Cross could not believe the security line. "I can't even see where it begins," she said, standing on tiptoes.
At Honolulu Airport, though, officials say they have planned ahead to handle this summer's glut of travelers.
In addition to hiring more screeners, Hayakawa says he will staff security checkpoints with his best operators during busy hours to ensure lines move quickly.
He also said that he is trying to get the word out about what travelers cannot bring on planes, including lighters and scissors. Fewer problems in security lines, he said, mean shorter waits.
Summer traveler outlooks, compiled by the state Department of Business, Economic Development and Tourism, show that the number of scheduled air seats for flights into Honolulu from the mainland between May and July has increased by 13 percent from last year.
There were also increases in international travel, with scheduled air seats from Japan jumping by 10 percent.
Altogether, about 2.6 million seats have been booked for flights to Hawaii between May and July, a 12 percent increase from last year.

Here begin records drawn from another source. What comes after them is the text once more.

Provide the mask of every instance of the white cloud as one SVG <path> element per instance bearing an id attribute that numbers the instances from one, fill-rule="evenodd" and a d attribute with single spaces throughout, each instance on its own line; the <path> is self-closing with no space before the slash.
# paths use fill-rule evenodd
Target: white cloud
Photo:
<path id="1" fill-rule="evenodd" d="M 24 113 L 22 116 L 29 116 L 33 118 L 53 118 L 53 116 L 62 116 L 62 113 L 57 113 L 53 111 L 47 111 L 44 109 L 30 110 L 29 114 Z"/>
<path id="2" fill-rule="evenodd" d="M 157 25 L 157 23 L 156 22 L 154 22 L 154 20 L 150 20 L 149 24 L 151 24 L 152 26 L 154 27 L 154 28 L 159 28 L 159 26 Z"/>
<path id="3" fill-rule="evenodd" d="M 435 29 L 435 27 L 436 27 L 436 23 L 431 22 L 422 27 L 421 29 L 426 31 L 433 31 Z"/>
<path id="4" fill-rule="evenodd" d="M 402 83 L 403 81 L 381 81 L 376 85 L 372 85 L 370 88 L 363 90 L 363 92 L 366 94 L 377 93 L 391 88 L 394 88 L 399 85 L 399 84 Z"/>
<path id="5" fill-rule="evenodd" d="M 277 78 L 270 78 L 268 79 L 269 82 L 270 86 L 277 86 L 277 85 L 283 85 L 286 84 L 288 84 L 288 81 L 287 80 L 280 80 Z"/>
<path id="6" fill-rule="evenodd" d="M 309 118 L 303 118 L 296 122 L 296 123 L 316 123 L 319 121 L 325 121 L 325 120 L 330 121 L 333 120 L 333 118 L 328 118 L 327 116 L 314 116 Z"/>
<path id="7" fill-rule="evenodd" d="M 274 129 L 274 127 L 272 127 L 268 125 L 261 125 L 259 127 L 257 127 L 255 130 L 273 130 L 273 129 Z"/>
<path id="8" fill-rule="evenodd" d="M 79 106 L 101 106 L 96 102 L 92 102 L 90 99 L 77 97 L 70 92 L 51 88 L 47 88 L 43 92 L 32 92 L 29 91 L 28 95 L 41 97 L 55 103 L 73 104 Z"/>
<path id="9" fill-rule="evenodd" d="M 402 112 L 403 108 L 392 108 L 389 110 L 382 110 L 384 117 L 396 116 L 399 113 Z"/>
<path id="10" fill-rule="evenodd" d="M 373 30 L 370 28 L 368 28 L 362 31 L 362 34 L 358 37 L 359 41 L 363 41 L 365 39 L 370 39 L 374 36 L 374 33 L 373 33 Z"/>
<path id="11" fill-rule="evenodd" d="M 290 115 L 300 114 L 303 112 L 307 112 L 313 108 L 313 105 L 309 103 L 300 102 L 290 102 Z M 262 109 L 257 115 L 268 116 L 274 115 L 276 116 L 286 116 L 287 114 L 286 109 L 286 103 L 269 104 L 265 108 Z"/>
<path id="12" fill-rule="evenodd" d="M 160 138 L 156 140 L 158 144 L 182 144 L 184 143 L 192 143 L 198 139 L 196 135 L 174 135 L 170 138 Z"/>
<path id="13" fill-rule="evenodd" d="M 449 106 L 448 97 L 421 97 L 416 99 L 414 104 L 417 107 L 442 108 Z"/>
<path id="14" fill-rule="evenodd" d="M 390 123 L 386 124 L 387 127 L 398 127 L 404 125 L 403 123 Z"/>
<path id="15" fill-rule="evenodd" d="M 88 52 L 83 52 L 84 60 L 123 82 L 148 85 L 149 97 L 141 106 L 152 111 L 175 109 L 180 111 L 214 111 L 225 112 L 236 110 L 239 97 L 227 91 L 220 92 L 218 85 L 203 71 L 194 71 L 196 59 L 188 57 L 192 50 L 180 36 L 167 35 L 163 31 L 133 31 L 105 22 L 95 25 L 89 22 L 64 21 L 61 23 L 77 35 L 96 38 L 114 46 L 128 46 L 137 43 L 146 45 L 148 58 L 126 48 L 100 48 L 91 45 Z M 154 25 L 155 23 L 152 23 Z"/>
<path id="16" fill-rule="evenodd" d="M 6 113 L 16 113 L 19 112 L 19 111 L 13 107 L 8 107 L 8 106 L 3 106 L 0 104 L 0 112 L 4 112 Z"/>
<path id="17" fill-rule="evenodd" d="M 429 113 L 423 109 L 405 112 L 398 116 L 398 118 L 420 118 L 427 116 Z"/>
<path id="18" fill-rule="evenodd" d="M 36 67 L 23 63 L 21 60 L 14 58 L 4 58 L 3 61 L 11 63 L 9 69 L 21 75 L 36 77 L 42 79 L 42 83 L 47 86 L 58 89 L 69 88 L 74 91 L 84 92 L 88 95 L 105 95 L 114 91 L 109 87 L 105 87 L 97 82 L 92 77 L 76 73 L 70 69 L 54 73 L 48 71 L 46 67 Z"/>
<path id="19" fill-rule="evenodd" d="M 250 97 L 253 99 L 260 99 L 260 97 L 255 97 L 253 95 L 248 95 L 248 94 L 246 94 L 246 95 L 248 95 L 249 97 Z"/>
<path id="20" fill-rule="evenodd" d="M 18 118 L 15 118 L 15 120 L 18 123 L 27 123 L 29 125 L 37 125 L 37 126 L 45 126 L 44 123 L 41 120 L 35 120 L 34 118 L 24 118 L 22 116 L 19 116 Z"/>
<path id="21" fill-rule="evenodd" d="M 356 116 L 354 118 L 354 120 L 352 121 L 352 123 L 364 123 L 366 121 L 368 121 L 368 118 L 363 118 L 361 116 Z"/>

Meanwhile, for the first 10 weeks of this year, slightly more flights were delayed nationwide, and delayed longer, than they were during the same period in 2000. Most delays were caused by weather.

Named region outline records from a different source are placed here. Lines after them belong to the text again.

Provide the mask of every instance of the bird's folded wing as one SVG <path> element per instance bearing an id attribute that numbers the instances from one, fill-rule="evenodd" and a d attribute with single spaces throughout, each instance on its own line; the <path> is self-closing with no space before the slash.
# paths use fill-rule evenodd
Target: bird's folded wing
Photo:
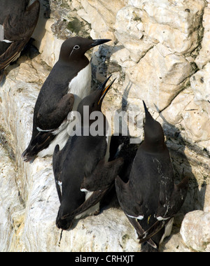
<path id="1" fill-rule="evenodd" d="M 93 172 L 88 176 L 84 177 L 81 189 L 85 188 L 88 191 L 106 190 L 113 183 L 122 164 L 122 158 L 115 159 L 111 162 L 102 160 Z"/>
<path id="2" fill-rule="evenodd" d="M 71 214 L 68 214 L 62 217 L 62 219 L 64 220 L 70 218 L 74 218 L 76 216 L 87 211 L 88 209 L 99 202 L 110 189 L 111 188 L 108 188 L 103 191 L 95 191 L 92 192 L 92 195 L 87 200 L 85 200 L 83 204 L 81 204 L 78 208 L 72 211 Z"/>
<path id="3" fill-rule="evenodd" d="M 119 176 L 117 176 L 115 188 L 120 204 L 127 216 L 143 218 L 142 197 L 140 193 L 138 195 L 138 197 L 136 195 L 134 195 L 130 187 L 130 181 L 125 183 Z"/>
<path id="4" fill-rule="evenodd" d="M 36 115 L 36 127 L 41 130 L 55 130 L 67 118 L 68 114 L 73 108 L 74 96 L 66 94 L 56 104 L 53 109 L 43 104 Z M 50 105 L 50 103 L 48 104 Z"/>
<path id="5" fill-rule="evenodd" d="M 25 44 L 22 40 L 19 40 L 10 45 L 8 48 L 0 55 L 0 70 L 5 69 L 10 62 L 15 60 Z"/>

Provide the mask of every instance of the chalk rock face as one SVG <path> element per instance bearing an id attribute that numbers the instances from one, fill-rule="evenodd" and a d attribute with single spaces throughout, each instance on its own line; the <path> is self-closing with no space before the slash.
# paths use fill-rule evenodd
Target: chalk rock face
<path id="1" fill-rule="evenodd" d="M 210 251 L 210 213 L 195 211 L 186 214 L 181 228 L 186 244 L 196 251 Z"/>
<path id="2" fill-rule="evenodd" d="M 210 1 L 41 3 L 33 35 L 39 53 L 34 49 L 22 55 L 6 69 L 0 87 L 0 251 L 140 251 L 127 218 L 111 204 L 97 216 L 76 221 L 73 230 L 64 232 L 58 246 L 60 231 L 55 221 L 59 200 L 52 158 L 38 158 L 31 164 L 21 158 L 31 138 L 41 85 L 59 58 L 63 41 L 77 35 L 112 40 L 87 55 L 92 58 L 93 88 L 110 74 L 116 78 L 103 111 L 125 111 L 130 133 L 144 139 L 144 99 L 162 125 L 176 183 L 183 173 L 190 178 L 178 214 L 181 218 L 160 250 L 209 251 Z M 46 19 L 48 6 L 50 18 Z"/>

At the 55 airports tracked by the FAA, more than 25 percent of flights were delayed for an average of 50 minutes from Jan. 1 to March 15, according to Mead. That is up slightly from 24 percent of flights delayed an average of 48 minutes five years ago.
Mead said yesterday that six airports are likely to experience delays this summer: Philadelphia; New York-LaGuardia; Newark, N.J.; Dulles; Atlanta; and Fort Lauderdale, Fla.
To avoid massive weather disruptions throughout the whole system, the FAA has planned alternate routes based on where storms are likely to develop. "If we have a certain weather pattern, we have a different way of getting them out," FAA chief Marion Blakey said.
The agency also has installed faster and more accurate weather prediction equipment, which allows air traffic controllers and the airlines to respond more quickly to changes in weather systems.
The FAA, though, cannot control the volume of passengers or the number of people who work for the airlines.
Cash-strapped air carriers have slashed their work forces in the past few years to save money. And understaffing was responsible for more than 500,000 US Airways passengers being delayed during the December holidays, according to a report issued by Mead.
The report criticized the way US Airways Group Inc. handled the shortages of fleet service employees and flight attendants, particularly in Philadelphia.